As Ellen said, it was a great year for Mexican cinema, but my favorite moment was on the red carpet when Alejandro González Iñárritu, Alfonso Cuarón and Guillermo del Toro explained that they are not really amigos -- they don't even like each other, but there's a sexual attraction they can't resist. It would make me so happy if Cuarón came back and directed another HP film, since I was afraid to see Children of Men on the big screen -- way past my violence tolerance. The opening montage with the nominees seemed pretty silly but I did like Ellen ("If there weren't blacks, Jews and gays there would be no Oscars...or anyone named Oscar") and the Will Ferrell-Jack Black "comedians never win Oscars" montage was very funny. (Kevin Kline in A Fish Called Wanda is the last I remember, and of course he has Sophie's Choice to balance out his resume.)

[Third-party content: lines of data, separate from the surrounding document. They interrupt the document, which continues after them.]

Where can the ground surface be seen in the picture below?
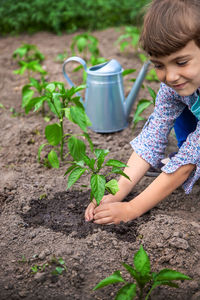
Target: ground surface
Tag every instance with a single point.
(35, 228)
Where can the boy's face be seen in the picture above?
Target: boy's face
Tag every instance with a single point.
(180, 70)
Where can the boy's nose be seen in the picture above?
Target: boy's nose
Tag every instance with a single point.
(172, 76)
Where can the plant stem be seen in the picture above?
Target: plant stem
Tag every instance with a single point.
(62, 141)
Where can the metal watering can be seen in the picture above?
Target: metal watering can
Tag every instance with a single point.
(105, 104)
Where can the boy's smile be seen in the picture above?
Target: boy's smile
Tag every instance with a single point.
(180, 70)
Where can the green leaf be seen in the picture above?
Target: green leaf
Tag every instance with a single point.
(167, 274)
(79, 117)
(27, 95)
(98, 152)
(128, 71)
(33, 102)
(112, 186)
(115, 163)
(116, 170)
(127, 292)
(70, 169)
(89, 162)
(53, 159)
(50, 87)
(53, 134)
(76, 148)
(114, 278)
(123, 45)
(142, 262)
(131, 270)
(74, 176)
(97, 183)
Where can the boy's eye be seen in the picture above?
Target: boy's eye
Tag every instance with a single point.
(158, 66)
(181, 63)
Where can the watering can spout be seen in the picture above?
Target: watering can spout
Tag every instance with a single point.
(135, 89)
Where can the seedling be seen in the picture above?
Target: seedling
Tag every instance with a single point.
(93, 167)
(28, 91)
(144, 281)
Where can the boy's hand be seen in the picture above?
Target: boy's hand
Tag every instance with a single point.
(89, 213)
(113, 213)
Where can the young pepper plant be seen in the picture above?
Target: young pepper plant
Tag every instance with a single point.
(145, 281)
(28, 57)
(93, 167)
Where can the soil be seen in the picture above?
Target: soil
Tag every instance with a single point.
(42, 222)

I'm glad Jennifer Hudson won even though I still haven't seen Dreamgirls, arrgh -- wouldn't have been sorry if Cate won, but she has an Oscar -- but I also loved Ellen's line about how Jennifer Hudson was there even though America didn't vote for her on American Idol, and Al Gore was there even though America DID vote for him. I am delighted his movie won, though I actually did start to believe he was going to announce his candidacy from the stage. I am even more delighted that Melissa Etheridge won and that everyone connected with the film spent their speech time demanding environmental change.

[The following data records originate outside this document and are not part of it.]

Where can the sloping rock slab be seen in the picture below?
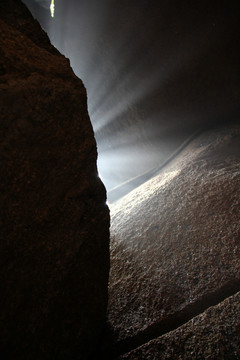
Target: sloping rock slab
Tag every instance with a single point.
(54, 223)
(175, 241)
(212, 335)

Again, the main point of rejoicing in this household was Happy Feet's surprise victory over Cars. Younger son's comment: "Know why Cars won't beat Happy Feet? Because cars pollute the environment and kill penguins." Which may be true, but I also wondered whether there was something of anti-Disney corporate backlash, and in a year when An Inconvenient Truth was picking up awards, maybe the Academy decided to pick the animated film with the environmental message! I am not sure I was quite as delighted as younger son, but I have not even seen Cars, so I was pleased for Happy Feet.

My favorite sequences all evening were the Best Foreign Film montage and the Ennio Morricone tribute before his honorary award...The Mission soundtrack is my favorite film score ever, and the oboe theme ("Nella Fantasia") is probably my favorite piece of music written in the 20th century. Does anyone have an mp3 of the song Celine Dion sang or know where there is likely to be one -- not YouTube but just the music? And, fortunately, James Doohan was included in the Dead People montage, so I will not hear from irate Trek fans this year.

I howled when Ellen announced she had brought in the awards show under time before the top four awards had been given out. There were just too many features, from Pilobolus to the backstage stuff to Ellen chatting in the aisles, like they couldn't pick a theme and stick with it. And couldn't Philip Seymour Hoffman brush his hair? Hurrah that West Bank Story won...now maybe someone will show it where I can see it outside a film festival I can't get to!

I feel badly for Peter O'Toole (even though I have absolutely no desire to see another Angsting Aging Male movie), but when I saw The Last King of Scotland, I thought that Forest Whitaker's performance was one of the most incredible I had ever seen, and I am so glad that he got the trophy. Particularly since Eddie Murphy had already lost to a big-name older actor an award that he was favored to win. Was delighted for Scorsese and his editor, even though I have no desire to see his movie, at least on the big screen -- loved watching the Coppola-Lucas-Spielberg trinity giving him that trophy, and Scorsese being gracious and clearly delighted to be up there. I suppose that since The Departed is out on DVD, I shall have to rent it.


They have plowed our neighborhood and cleared our sidwalks, but we are supposed to get an ice storm at 4 a.m. so I am betting that the kids are home for some part of Monday. and I are weeks behind on a lunch date because of snow!